Though some marketwatchers believe the latest USDA corn crop estimate of 10.77 billion bushels is too high, Secretary Vilsack says the government agency is watching the crop closely. "The (crop) number could be too high. In 1988, we were off 8%, when all said and done."
In addition, Secretary Vilsack says he doesn't see the drought causing food shortages and food insecurity. "There's no reason to panic about food riots," he says.
To offset future crop shortages, Secretary Vilsack says the USDA is looking at multiple efforts. For instance, the USDA is continuing to assure global Ag Minister's that the U.S. will be able to honor commodity contracts. "Also, we (USDA) believe the U.S. farmer can be better supported in double and in some areas triple-cropping efforts.
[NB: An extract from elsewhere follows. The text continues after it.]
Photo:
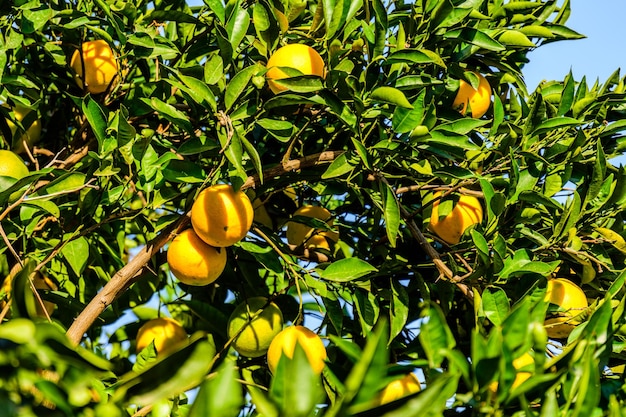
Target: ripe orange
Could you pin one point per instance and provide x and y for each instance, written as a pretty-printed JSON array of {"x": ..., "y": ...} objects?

The Farm Bill needs to provide incentive to farmers that decide to double-crop vs. deterrents," Vilsack says.
Efforts to develop alternative products to make fuel are 'on the cusp' of seeing the fruits of their research, the USDA leader says. "I believe that in the next few years, we will make great strides with alternative energy products," Vilsack says.
What about the Farm Bill? What about the Environmental Protection Agency's ethanol mandate? These are two very hot agricultural topics that Secretary Vilsack touched the edges of Thursday.
"The ethanol mandate is an EPA decision. I will say, there are some serious questions to be answered," Vilsack says. It's not an easy decision. My hope is to see livestock and grain farmers working together. We can't see splintering in agriculture, right now."